The Holocaust Museum is a difficult journey, but decidedly meaningful and important. The visitor is equipped with a personal listening device (not unlike the ones at the Sixth Floor Museum), but more helpful here because each site is marked with a number. When you are ready to hear the narration for that part of the tour you simply punch in the appropriate numbers. There are approximately 3 hours of narration, and the visitor can choose which he or she chooses to hear. I listened to approximately 75% of the complete narration, shortening some by my choice, and simply not choosing those with which I had some familiarity. The concept is compelling. A particular day has been chosen (I forget the exact date at this moment) during the height of World War II on which three important events occurred. One is the Conference in Bermuda at which there was little substantive action taken to assist the European Jews, another was the Warsaw Uprising, and a third that date in Dallas-Ft. Worth. It is a fascinating approach to hear how on the same date in history three groups of people were engaged in varying degrees to support or lack of support of European Jews.
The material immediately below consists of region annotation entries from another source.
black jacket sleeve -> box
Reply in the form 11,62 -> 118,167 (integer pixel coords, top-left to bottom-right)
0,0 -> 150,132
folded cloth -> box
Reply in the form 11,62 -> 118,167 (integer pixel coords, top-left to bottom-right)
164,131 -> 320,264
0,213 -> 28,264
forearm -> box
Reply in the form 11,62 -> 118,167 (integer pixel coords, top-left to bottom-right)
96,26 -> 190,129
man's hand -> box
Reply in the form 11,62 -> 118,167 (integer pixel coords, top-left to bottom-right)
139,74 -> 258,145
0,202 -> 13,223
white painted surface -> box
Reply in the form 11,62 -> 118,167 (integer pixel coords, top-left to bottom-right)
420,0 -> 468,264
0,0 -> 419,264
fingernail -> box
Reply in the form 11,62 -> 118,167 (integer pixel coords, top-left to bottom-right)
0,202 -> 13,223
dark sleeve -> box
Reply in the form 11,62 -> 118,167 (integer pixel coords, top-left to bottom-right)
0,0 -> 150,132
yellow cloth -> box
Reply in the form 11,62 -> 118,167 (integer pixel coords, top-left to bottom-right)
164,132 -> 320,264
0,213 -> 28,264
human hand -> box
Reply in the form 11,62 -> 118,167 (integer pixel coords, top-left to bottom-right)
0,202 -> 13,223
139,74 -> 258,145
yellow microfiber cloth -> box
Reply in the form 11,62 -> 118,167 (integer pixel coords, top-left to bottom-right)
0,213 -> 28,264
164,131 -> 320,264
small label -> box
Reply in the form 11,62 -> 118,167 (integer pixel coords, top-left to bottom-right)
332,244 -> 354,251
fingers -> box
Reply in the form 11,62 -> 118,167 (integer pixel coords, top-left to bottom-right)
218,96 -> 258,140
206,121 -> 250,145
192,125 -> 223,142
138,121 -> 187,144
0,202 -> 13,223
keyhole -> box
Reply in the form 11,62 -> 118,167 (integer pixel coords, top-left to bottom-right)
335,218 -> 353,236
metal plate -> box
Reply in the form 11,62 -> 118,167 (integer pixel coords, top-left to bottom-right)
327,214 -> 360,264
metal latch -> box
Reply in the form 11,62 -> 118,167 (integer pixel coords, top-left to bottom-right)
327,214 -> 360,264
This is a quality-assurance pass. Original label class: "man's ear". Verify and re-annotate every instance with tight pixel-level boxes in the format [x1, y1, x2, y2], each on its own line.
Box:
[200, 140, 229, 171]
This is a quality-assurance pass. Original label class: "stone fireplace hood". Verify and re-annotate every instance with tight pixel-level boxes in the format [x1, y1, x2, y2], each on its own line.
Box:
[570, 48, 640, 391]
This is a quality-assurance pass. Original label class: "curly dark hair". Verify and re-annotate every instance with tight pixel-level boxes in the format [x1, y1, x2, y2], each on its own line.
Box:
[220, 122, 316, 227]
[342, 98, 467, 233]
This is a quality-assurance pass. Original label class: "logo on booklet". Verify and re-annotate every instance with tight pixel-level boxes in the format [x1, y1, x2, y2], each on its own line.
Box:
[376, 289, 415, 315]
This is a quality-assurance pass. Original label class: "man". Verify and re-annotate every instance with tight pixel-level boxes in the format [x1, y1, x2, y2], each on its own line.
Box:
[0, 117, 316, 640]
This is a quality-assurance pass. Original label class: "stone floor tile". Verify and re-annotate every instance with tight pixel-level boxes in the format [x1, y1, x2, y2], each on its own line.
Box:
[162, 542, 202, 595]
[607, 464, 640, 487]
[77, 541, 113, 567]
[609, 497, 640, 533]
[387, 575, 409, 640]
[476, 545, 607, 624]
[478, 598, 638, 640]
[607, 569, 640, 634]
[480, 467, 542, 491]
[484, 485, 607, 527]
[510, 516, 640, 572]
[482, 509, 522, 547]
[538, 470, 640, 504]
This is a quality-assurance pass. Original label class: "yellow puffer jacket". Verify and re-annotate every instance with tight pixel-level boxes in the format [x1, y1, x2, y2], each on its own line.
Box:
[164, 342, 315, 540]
The narration and accompanying exhibits are riveting. There is a railroad car from Belgium during the era in which Jews were transported to concentration camps, from which a haunting lullaby is sung (the lullaby was actually written by an important singer of Jewish origins who sang in the boxcar to her own children as they were transported to their deaths). There are original artifacts which bring the evil of the Holocaust into a much more personal realm. I will never forget the jumbled display of children’s shoes, removed before their deaths and stockpiled by the Nazis. Nor will I forget the box of human hair, the box of gold teeth and the fragments of burnt human bone displayed as a reminder of this regime of human terror. There is a memorial room in which the names of hundreds of those who died during the Holocaust are remembered and a theater in which the firsthand accounts of survivors are projected. By the time I left the museum two hours after my entrance, I was ready to see the sunshine outside, grateful for the gifts of democracy and humbled by the realization that as a white male I have been privileged in more ways than I can ever fully articulate.
I cannot help but think that in our world today there are similar campaigns of horror currently raging in Sudan and in the Mideast. I wonder why we who have the freedom, the means and the voice to rise up in holy outrage do nothing, but I fear I know the answer. For many of us, especially those of us born into a privileged racial or economic class, those who are being slaughtered today look too little like us for us to bother. After all, if our children are happy and healthy (or relatively so), and if our parents are in good enough health, why do we need to worry? May God forgive us. And persuade us to act with more courage and speed than the leaders of our grandparents’ era some sixty years ago.
It was a heavy six hours in Dallas. But I don’t regret a single minute of it.